Quantitative analysis of CE separations of the products of chemical and enzymatic mapping (footprinting) by CAFA yields more results, more quickly with better precision compared to GE based methods. The quality and rapidity of data analysis enabled by CAFA reduces the problem of characterizing RNA solution structure to common practice. We release CAFA as free open-source software with the hope that it will stimulate quantitative study of nucleic acid structure and function as has our GE-based SAFA software (
23,
25,
28,
55). Furthermore, the fact that this analysis can be run on a standard instrument could lead to core facilities offering CAFA analysis in addition to sequencing.
The experimental versatility and simplicity of quantitative solution mapping enabled by CAFA, melded with indirect labeling, allows very long lengths of nucleic acids to be efficiently interrogated with single nucleotide resolution. Combined with
in vivo chemical mapping protocols (
8), CAFA provides an excellent platform for structural characterization of nucleic acids as well as nucleic-acid protein interactions inside the cell. The combination of automated analysis and the high-throughput achieved with multicapillary machines enables genomic scale studies now to be undertaken. Furthermore, the throughput of the technique could be further increased by simultaneously running samples with different colored dyes within a single capillary. The fundamental fitting algorithms implemented in CAFA are compatible with this approach, although the costs of synthesizing additional colored primers may not always justify extending the approach in this way.

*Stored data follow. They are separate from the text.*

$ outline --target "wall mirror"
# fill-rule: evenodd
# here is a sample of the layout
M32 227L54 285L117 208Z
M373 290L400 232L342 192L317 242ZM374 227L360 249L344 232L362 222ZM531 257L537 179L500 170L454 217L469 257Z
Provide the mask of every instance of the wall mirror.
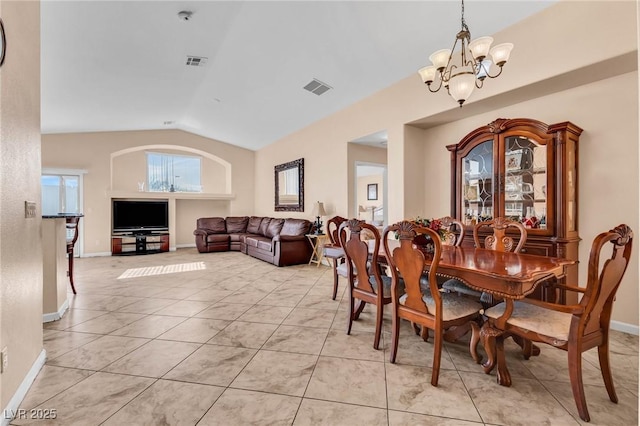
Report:
M304 158L275 166L275 210L304 211Z

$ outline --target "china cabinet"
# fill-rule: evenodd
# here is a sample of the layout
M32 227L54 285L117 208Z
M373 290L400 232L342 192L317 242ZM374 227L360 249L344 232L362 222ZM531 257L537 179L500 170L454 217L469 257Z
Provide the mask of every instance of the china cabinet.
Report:
M451 215L469 228L498 216L521 221L527 228L523 253L577 260L581 133L570 122L500 118L448 145ZM470 231L464 245L473 245ZM577 265L568 268L566 282L578 284ZM546 296L543 288L534 294Z

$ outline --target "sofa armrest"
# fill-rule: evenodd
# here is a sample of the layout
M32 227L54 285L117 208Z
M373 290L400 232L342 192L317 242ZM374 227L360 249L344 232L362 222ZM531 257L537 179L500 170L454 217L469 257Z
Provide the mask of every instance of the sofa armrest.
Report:
M195 236L199 235L201 237L206 237L207 235L210 235L210 234L215 234L215 232L213 232L210 229L203 229L203 228L199 228L199 229L196 229L195 231L193 231L193 235L195 235Z
M272 241L287 242L287 241L304 241L307 237L304 235L276 235L272 238Z
M272 239L274 265L288 266L308 263L313 251L304 235L277 235Z

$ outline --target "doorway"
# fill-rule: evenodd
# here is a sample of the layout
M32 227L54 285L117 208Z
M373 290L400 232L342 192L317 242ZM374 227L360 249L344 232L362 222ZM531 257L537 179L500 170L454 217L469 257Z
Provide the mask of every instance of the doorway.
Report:
M355 177L358 218L383 229L387 225L387 165L356 161Z

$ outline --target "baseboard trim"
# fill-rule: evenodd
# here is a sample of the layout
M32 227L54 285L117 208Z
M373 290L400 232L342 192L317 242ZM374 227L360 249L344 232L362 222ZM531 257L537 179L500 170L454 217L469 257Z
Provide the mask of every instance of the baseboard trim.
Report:
M103 256L111 256L110 251L100 251L96 253L83 253L82 257L103 257Z
M40 369L42 368L46 360L47 360L47 351L43 349L40 352L40 355L38 355L38 358L36 358L35 362L31 366L31 369L25 376L22 383L20 383L20 386L18 386L18 390L16 390L16 393L14 393L11 399L9 400L9 404L7 404L5 409L2 410L2 422L0 423L0 425L8 426L9 423L11 423L11 420L18 413L18 408L20 408L20 404L22 403L22 400L27 395L29 388L33 384L33 381L36 379L36 376L40 372Z
M629 333L638 336L640 327L633 324L627 324L626 322L611 321L611 329L616 331L622 331L623 333Z
M195 247L195 243L193 244L176 244L176 248L192 248Z
M62 306L60 306L60 309L58 309L58 312L51 312L49 314L42 315L42 322L58 321L62 318L67 309L69 309L69 299L65 299Z

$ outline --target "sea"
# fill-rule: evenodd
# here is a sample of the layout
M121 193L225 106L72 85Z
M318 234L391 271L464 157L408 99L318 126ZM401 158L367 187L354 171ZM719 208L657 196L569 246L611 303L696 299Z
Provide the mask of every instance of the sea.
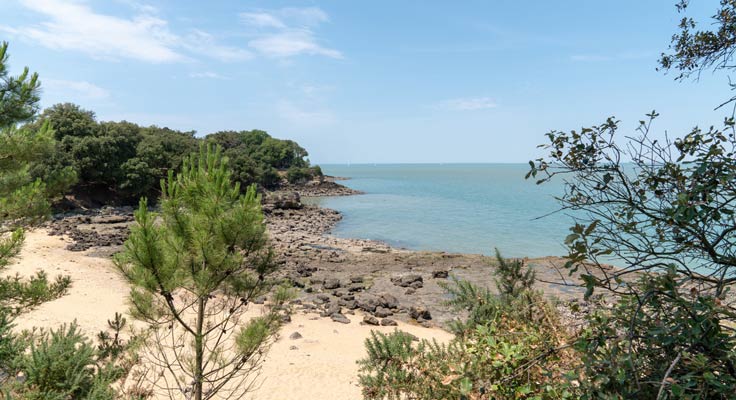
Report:
M556 212L561 182L525 180L528 164L321 165L365 194L313 198L343 214L332 234L395 247L505 257L566 254L574 224Z

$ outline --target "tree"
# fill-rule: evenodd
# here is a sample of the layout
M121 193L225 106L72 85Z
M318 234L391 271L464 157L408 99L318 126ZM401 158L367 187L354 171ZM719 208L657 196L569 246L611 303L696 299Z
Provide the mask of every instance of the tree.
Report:
M38 112L41 82L28 67L17 77L8 76L8 42L0 44L0 127L31 119Z
M677 79L731 68L735 10L720 2L715 32L683 19L661 67ZM581 398L726 399L736 385L736 122L655 139L657 116L623 138L613 117L552 131L530 162L527 178L563 180L558 201L576 217L565 267L583 271L586 296L612 296L575 344Z
M160 214L141 200L115 260L133 286L131 313L151 328L143 357L153 385L196 400L250 389L288 293L276 290L265 314L244 321L250 301L273 287L276 265L260 196L254 186L241 194L219 148L169 172Z

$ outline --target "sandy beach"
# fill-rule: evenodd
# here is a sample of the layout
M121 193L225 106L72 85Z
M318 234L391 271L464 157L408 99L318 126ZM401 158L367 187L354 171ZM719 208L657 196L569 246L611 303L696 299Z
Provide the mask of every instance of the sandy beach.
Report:
M5 273L29 275L37 270L51 278L69 275L69 292L54 301L42 304L16 319L16 329L56 327L77 321L90 336L106 328L107 319L115 312L126 311L128 286L118 275L112 261L94 250L70 251L72 241L49 236L48 230L27 232L23 250ZM333 322L313 313L297 311L290 323L281 330L271 347L253 399L358 399L358 365L365 355L364 340L371 330L391 332L405 330L420 338L447 341L452 335L439 328L427 329L399 321L398 326L367 326L359 321L363 313L347 315L350 324ZM299 339L290 336L298 332Z

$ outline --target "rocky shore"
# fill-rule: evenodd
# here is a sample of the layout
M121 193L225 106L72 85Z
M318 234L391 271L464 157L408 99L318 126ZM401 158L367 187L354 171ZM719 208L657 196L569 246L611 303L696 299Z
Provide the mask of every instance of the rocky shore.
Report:
M338 195L351 189L314 185L299 192L282 191L264 197L263 210L283 279L300 290L295 309L349 323L346 315L360 310L364 324L390 326L396 320L425 327L444 326L458 317L443 305L446 294L441 284L449 279L467 279L494 286L494 260L483 255L409 251L385 243L343 239L329 235L342 216L335 210L304 205L302 194ZM333 186L336 185L336 186ZM67 249L85 254L109 256L125 241L133 222L132 207L104 207L55 216L47 223L51 235L65 235L73 241ZM570 309L588 307L581 291L555 284L560 281L556 258L528 260L535 268L539 289L561 300L561 310L571 321L579 320ZM265 299L263 299L265 300ZM567 307L569 302L575 307ZM580 311L577 311L578 313Z

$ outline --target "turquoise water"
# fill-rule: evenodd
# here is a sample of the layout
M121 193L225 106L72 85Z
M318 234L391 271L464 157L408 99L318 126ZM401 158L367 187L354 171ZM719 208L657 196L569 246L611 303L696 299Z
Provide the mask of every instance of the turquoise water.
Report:
M563 255L571 217L557 213L560 184L524 180L526 164L322 165L366 194L317 199L343 213L333 234L416 250Z

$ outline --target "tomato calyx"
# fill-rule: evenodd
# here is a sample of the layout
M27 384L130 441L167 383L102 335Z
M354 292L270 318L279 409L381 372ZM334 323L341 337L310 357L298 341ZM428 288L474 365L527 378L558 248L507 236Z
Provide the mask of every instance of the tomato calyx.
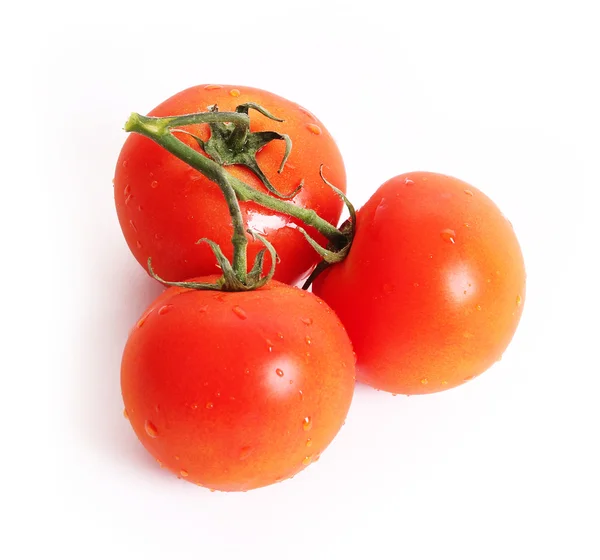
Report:
M350 202L348 197L335 185L332 185L323 175L323 165L319 168L319 174L321 175L321 179L323 182L332 189L335 194L337 194L348 209L348 213L350 214L349 218L341 225L339 232L344 236L344 241L340 242L338 240L330 241L327 245L327 248L321 247L308 233L304 230L304 228L298 227L298 231L304 236L306 241L308 241L309 245L318 253L318 255L323 259L317 266L313 269L310 276L306 279L304 284L302 285L303 290L307 290L310 285L313 283L315 278L321 274L326 268L330 267L333 264L339 263L343 261L350 252L350 248L352 247L352 241L354 239L354 232L356 231L356 210L354 205Z
M214 241L206 238L199 239L196 243L207 243L212 249L215 258L217 259L219 268L223 273L221 278L219 278L216 282L175 282L165 280L154 272L154 269L152 268L151 257L148 258L148 272L152 278L158 280L160 283L166 286L178 286L180 288L189 288L192 290L215 290L222 292L247 292L250 290L256 290L264 286L273 278L273 274L275 274L276 262L278 262L279 257L277 256L273 245L271 245L271 243L269 243L262 235L252 230L248 230L248 233L253 238L258 239L265 247L256 255L252 270L250 270L244 279L241 279L236 273L234 267L229 262L229 259L223 254L221 247L219 247L219 245L217 245ZM269 268L267 274L263 276L262 270L267 251L271 256L271 267Z
M216 105L208 108L212 113L218 113L219 109ZM277 121L284 122L267 111L264 107L256 103L244 103L238 105L235 109L236 113L248 115L250 109L258 111L265 117ZM262 150L269 142L273 140L283 140L285 142L285 153L278 173L282 173L285 163L292 150L292 140L287 134L280 134L272 130L259 132L250 132L250 120L243 123L229 122L213 122L209 123L210 138L206 141L196 138L200 147L219 165L243 165L250 169L262 182L265 188L275 196L284 199L294 198L302 189L304 181L302 181L290 194L279 192L271 181L264 174L258 162L256 154Z

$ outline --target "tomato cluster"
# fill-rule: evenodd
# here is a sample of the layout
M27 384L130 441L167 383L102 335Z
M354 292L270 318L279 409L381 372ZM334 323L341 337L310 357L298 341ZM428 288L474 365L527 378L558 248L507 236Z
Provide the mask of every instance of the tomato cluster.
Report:
M355 212L323 123L253 88L190 88L126 130L119 221L169 287L130 333L122 393L178 476L223 491L292 477L343 425L355 379L442 391L510 343L523 257L471 185L405 173ZM312 293L294 286L311 271Z

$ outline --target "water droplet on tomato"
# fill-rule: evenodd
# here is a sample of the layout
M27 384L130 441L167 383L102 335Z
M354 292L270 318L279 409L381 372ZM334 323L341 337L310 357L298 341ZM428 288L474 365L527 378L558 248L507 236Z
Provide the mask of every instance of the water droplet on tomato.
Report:
M146 423L144 424L144 428L146 429L146 433L151 437L151 438L157 438L158 437L158 430L156 429L156 426L150 422L150 420L146 420Z
M302 319L302 322L303 322L305 325L308 325L308 326L310 326L310 325L312 325L312 324L313 324L313 320L312 320L312 319L309 319L309 318Z
M306 344L312 344L312 340L310 339L310 336L307 336L304 340L306 340Z
M321 127L319 125L309 123L306 125L306 128L308 128L308 130L310 130L313 134L321 134Z
M127 167L129 165L129 162L127 160L124 160L123 163L121 164L123 167Z
M225 295L222 292L218 292L213 296L213 299L216 299L217 301L225 301Z
M311 463L312 463L312 457L310 455L308 455L307 457L304 457L304 459L302 459L302 464L304 466L310 465Z
M442 381L442 385L448 385L447 381Z
M194 403L191 405L192 410L198 410L198 403Z
M456 243L456 232L453 229L443 229L440 232L440 237L448 243Z
M208 84L207 86L204 86L204 89L207 90L213 90L213 89L223 89L223 86L219 86L217 84Z
M384 216L385 211L387 210L387 201L385 198L382 198L375 208L375 215L373 216L374 220L386 221L386 217Z
M311 420L310 416L306 416L305 418L303 418L302 428L304 429L305 432L308 432L312 428L312 420Z
M481 305L477 304L477 305L475 306L475 309L477 309L477 311L481 311Z
M127 420L129 420L129 413L127 412L127 409L126 409L126 408L124 408L124 409L123 409L123 416L125 416L125 418L126 418Z
M383 293L386 296L389 296L393 291L394 291L394 285L393 284L384 284L383 285Z
M231 308L231 311L233 311L240 319L248 318L248 315L246 315L246 312L239 305L234 305Z
M210 410L211 408L213 408L213 406L215 406L213 403L211 402L207 402L206 403L206 408L208 408L208 410Z
M313 121L317 120L317 117L315 117L308 109L305 109L301 105L298 105L298 109L300 109L300 111L302 111L307 117L310 117Z
M246 460L252 454L252 447L246 445L240 449L240 461Z
M304 400L304 393L302 391L298 391L298 395L300 396L300 400Z
M306 440L306 447L310 447L312 445L312 439L308 438Z
M413 286L414 286L415 288L418 288L418 287L419 287L419 283L418 283L418 282L414 282L414 283L413 283Z
M283 333L280 333L280 332L278 332L278 333L277 333L277 338L278 338L279 340L283 340Z
M156 180L155 180L155 181L152 181L152 182L150 183L150 186L151 186L153 189L155 189L156 187L158 187L158 181L156 181Z
M521 296L517 296L517 307L521 306L521 303L523 303L523 299L521 298Z
M464 332L463 333L463 337L466 338L467 340L470 338L473 338L474 334L470 333L470 332Z
M468 224L467 222L465 222L465 223L463 224L463 226L465 226L466 228L470 228L470 227L471 227L471 224Z
M281 370L281 369L277 368L277 369L275 370L275 373L276 373L276 374L277 374L279 377L283 377L283 370Z
M183 476L184 478L185 478L186 476L190 476L190 473L189 473L189 472L187 472L185 469L181 469L181 470L179 471L179 474L180 474L181 476Z
M171 309L173 309L173 306L168 304L168 305L163 305L159 310L158 310L158 314L159 315L165 315L166 313L168 313L169 311L171 311Z
M267 349L269 352L273 352L273 342L268 338L265 339L265 342L267 343Z
M316 463L319 459L321 458L321 454L317 453L313 458L312 458L312 462Z
M135 242L135 246L136 246L138 249L141 249L141 248L142 248L142 244L139 242L139 240Z
M474 375L469 375L469 377L465 377L463 381L471 381L471 379L473 379L474 377Z
M144 316L142 316L142 318L137 322L136 327L138 329L142 328L142 326L144 325L144 323L147 321L148 316L150 315L150 313L146 313Z
M409 179L408 177L404 178L404 184L405 185L414 185L415 182L412 179Z
M129 196L130 194L131 194L131 187L129 185L125 185L125 188L123 189L123 196Z
M229 90L229 95L231 95L231 97L239 97L240 96L240 90L239 89L230 89Z
M465 194L468 196L473 196L473 191L470 189L465 189Z
M421 379L421 384L422 385L427 385L427 383L429 383L429 379L427 379L426 377L424 377L423 379Z
M133 231L135 231L135 233L137 233L137 228L135 227L135 224L133 223L133 220L129 220L129 225L131 226L131 229Z
M131 202L131 200L133 199L133 195L130 194L126 199L125 199L125 206L129 206L129 203Z

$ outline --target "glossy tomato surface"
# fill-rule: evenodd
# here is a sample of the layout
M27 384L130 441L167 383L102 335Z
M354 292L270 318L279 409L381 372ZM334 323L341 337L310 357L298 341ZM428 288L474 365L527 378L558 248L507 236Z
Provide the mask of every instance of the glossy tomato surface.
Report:
M169 288L129 336L121 386L126 416L163 467L249 490L319 458L346 418L354 356L331 309L297 288Z
M257 103L285 120L276 122L250 110L252 131L274 130L287 134L293 144L281 174L278 169L285 152L283 141L272 141L258 153L257 161L265 175L283 194L293 192L304 181L304 187L293 198L293 204L311 208L323 219L336 224L342 202L320 178L319 167L324 164L328 180L345 191L342 157L323 123L296 103L249 87L200 85L167 99L150 115L205 112L215 104L220 111L234 111L238 105L248 102ZM203 140L210 136L206 124L183 128ZM175 135L201 151L190 135ZM234 165L226 169L256 189L267 192L247 168ZM231 259L231 218L221 191L215 183L153 141L139 134L130 134L118 158L114 187L125 239L144 268L148 257L152 257L156 273L166 280L181 281L218 273L209 247L196 244L204 237L218 243ZM291 284L305 276L318 257L298 231L287 227L293 220L253 202L241 202L240 205L246 225L264 235L281 258L275 279ZM325 243L312 228L308 230ZM259 241L249 238L250 263L262 247Z
M525 300L510 222L481 191L415 172L358 212L349 256L317 278L357 354L357 378L392 393L459 385L499 360Z

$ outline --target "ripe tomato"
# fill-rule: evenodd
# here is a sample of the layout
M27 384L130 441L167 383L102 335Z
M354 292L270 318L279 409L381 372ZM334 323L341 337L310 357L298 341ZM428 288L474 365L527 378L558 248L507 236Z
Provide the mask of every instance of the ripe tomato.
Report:
M212 489L248 490L318 459L346 418L354 356L331 309L297 288L169 288L129 336L121 387L133 429L162 466Z
M319 166L325 164L328 179L345 190L346 175L340 152L325 126L310 112L282 97L259 89L239 86L196 86L186 89L156 107L151 116L206 112L211 105L219 111L234 111L236 106L253 102L284 119L276 122L257 111L250 111L251 131L274 130L287 134L292 151L281 174L285 143L272 141L257 154L257 162L274 187L289 194L301 181L304 186L293 203L315 210L324 220L337 224L342 201L324 184ZM207 124L183 127L202 140L210 136ZM198 143L188 134L175 135L198 151ZM256 175L246 167L226 167L232 175L267 192ZM167 280L218 273L214 256L203 237L219 244L232 258L231 218L225 199L216 184L143 136L131 134L121 150L114 179L115 203L121 228L131 252L146 268L148 257L156 273ZM245 223L261 233L275 247L281 262L275 279L295 283L306 275L318 256L302 235L288 226L292 218L263 208L253 202L240 202ZM321 243L323 237L307 228ZM249 239L248 261L263 248Z
M487 196L452 177L407 173L359 210L348 257L313 289L348 330L359 380L433 393L500 359L521 317L525 269Z

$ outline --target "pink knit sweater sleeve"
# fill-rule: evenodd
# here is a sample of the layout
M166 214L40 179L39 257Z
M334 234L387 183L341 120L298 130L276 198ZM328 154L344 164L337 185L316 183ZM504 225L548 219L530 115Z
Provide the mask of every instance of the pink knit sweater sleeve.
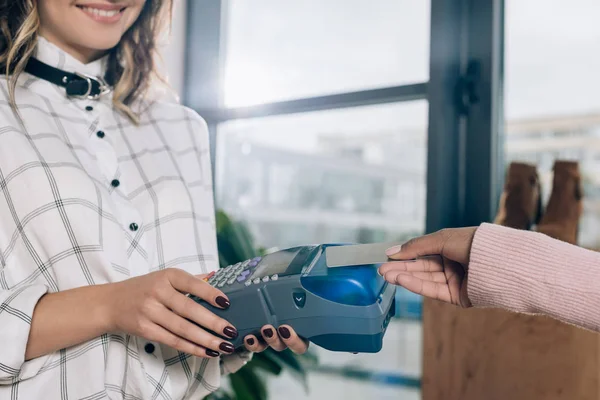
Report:
M471 249L468 293L475 307L544 314L600 331L600 253L483 224Z

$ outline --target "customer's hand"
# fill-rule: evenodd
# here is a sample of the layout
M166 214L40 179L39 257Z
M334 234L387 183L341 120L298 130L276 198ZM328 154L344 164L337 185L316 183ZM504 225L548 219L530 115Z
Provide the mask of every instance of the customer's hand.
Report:
M477 228L444 229L388 249L393 261L379 273L386 281L425 297L470 307L467 279Z
M201 278L168 268L112 284L111 330L141 336L198 357L233 353L231 343L207 330L231 339L237 337L237 330L185 295L193 294L215 307L229 307L227 296Z
M289 325L281 325L275 329L272 325L265 325L261 329L262 340L254 335L244 338L248 351L260 353L272 347L275 351L283 351L289 347L296 354L304 354L308 350L308 341L299 337Z

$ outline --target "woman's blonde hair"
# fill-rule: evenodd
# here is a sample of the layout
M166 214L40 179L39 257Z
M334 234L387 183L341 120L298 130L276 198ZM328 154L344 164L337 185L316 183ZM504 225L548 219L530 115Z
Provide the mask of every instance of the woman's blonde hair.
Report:
M108 53L105 79L114 87L113 104L133 122L132 104L147 94L159 75L157 42L171 20L173 0L146 0L138 19ZM17 109L15 88L19 75L34 54L40 21L37 0L0 0L0 71L9 80L9 95Z

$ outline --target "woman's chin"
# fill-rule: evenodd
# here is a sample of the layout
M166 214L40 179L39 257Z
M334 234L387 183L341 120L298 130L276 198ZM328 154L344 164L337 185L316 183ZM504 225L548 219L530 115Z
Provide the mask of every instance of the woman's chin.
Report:
M84 38L79 41L78 47L89 49L91 52L97 51L98 53L103 53L117 46L120 41L121 33L119 32L116 35L98 35Z

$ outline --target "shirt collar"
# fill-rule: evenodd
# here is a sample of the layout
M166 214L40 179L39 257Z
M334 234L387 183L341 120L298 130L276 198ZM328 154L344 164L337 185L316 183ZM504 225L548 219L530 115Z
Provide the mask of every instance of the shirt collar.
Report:
M39 37L35 58L52 67L62 69L67 72L79 72L91 76L103 76L106 71L106 61L108 56L104 56L91 63L84 64L73 56L60 49L58 46L50 43L46 38Z

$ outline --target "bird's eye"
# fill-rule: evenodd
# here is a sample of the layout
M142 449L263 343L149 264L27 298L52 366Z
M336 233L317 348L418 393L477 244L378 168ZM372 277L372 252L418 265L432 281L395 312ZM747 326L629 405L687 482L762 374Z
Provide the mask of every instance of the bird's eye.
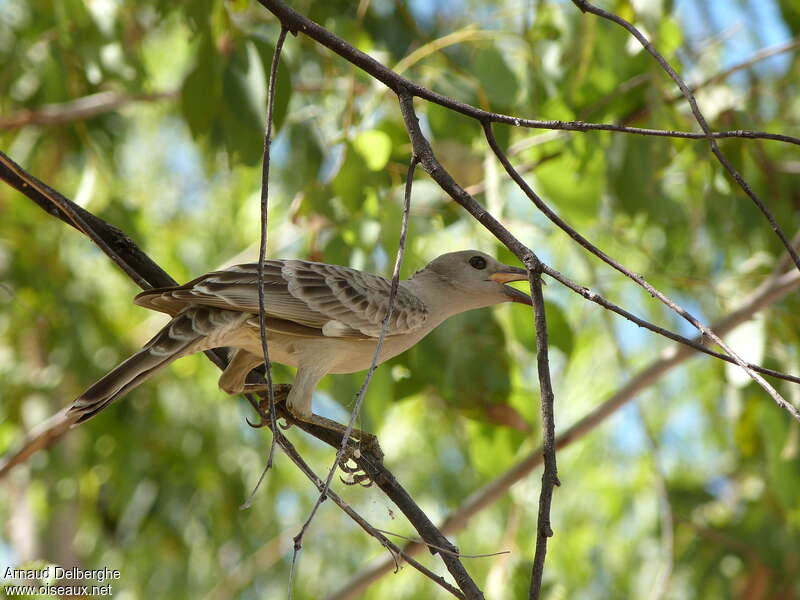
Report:
M476 269L485 269L486 268L486 259L482 256L473 256L469 259L469 264L471 264Z

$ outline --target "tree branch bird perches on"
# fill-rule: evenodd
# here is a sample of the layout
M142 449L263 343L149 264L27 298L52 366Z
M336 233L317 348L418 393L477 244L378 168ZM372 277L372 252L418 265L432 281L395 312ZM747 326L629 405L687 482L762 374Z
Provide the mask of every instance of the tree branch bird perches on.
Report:
M530 297L505 285L528 272L477 250L443 254L401 281L378 362L404 352L448 317L467 310ZM311 409L311 395L328 373L370 366L389 310L391 282L355 269L304 260L264 265L265 316L270 359L297 367L287 408L296 418L330 428ZM149 379L172 361L211 348L233 355L219 379L229 394L261 391L248 373L264 362L258 324L258 264L208 273L189 283L142 292L136 304L172 320L128 358L86 390L67 411L81 423Z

CAFA accommodates the biggest technical hurdle to indirect labeling by RT primer extension; sequence-specific pauses and stops. While our experimental protocols minimize the frequency of these stops, their predictability from a ‘background trace’, makes it possible to flag these sites of low reliability data for exclusion in subsequent analysis (B). The ability to accurately exclude erroneous data early in the analysis procedure is critical to high-throughput data analysis. Our approach is conservative in that we choose to exclude more data (16% false positives, B) to ensure that the remaining data are accurate.
CAFA is a standalone application with a graphical user interface (
Supplementary Figure 4) that accommodates a variety of experimental protocols. The software takes a raw CE-trace, fits a peak model to it and thus quantitates the relative amount of each mapping reaction product (). The output peak areas are associated with nucleotide numbers corresponding to the DNA reference peaks of the size standard ladder; these numbers are then related to either the source from which the cDNA was transcribed (indirect labeling) or the directly labeled sample. CAFA and its documentation show how data can be associated with the sample sequence based on concomitant analysis of the appropriate sequence reference ladders. Postprocessing tools are provided to facilitate this task. We observed excellent agreement between the Beckman size ladder and a T1 digest and are confident in the accurate assignment of sequence to peaks (
Supplementary Figure 1). However, it is possible that systemic shifts in sequence assignment could occur for molecules with extreme GC content. For this reason, we recommend calibration of the ladder against the RNA upon initiation of a new study to identify systematic bias and allow for its correction.
The three applications of CAFA we demonstrated are: determination of nucleotide solvent accessibility with ·OH footprinting, secondary structure mapping using DMS, and protein-binding site identification on DNA. Common to each problem is the need to accurately determine the peak areas corresponding to each nucleotide, which is at the heart of the CAFA algorithm. Given the experimental versatility of RT-based indirect labeling and the availability of the CAFA software, CE appears poised to replace GE as the method of choice for the high-throughput analysis of nucleic acid structure as it already has for DNA sequencing.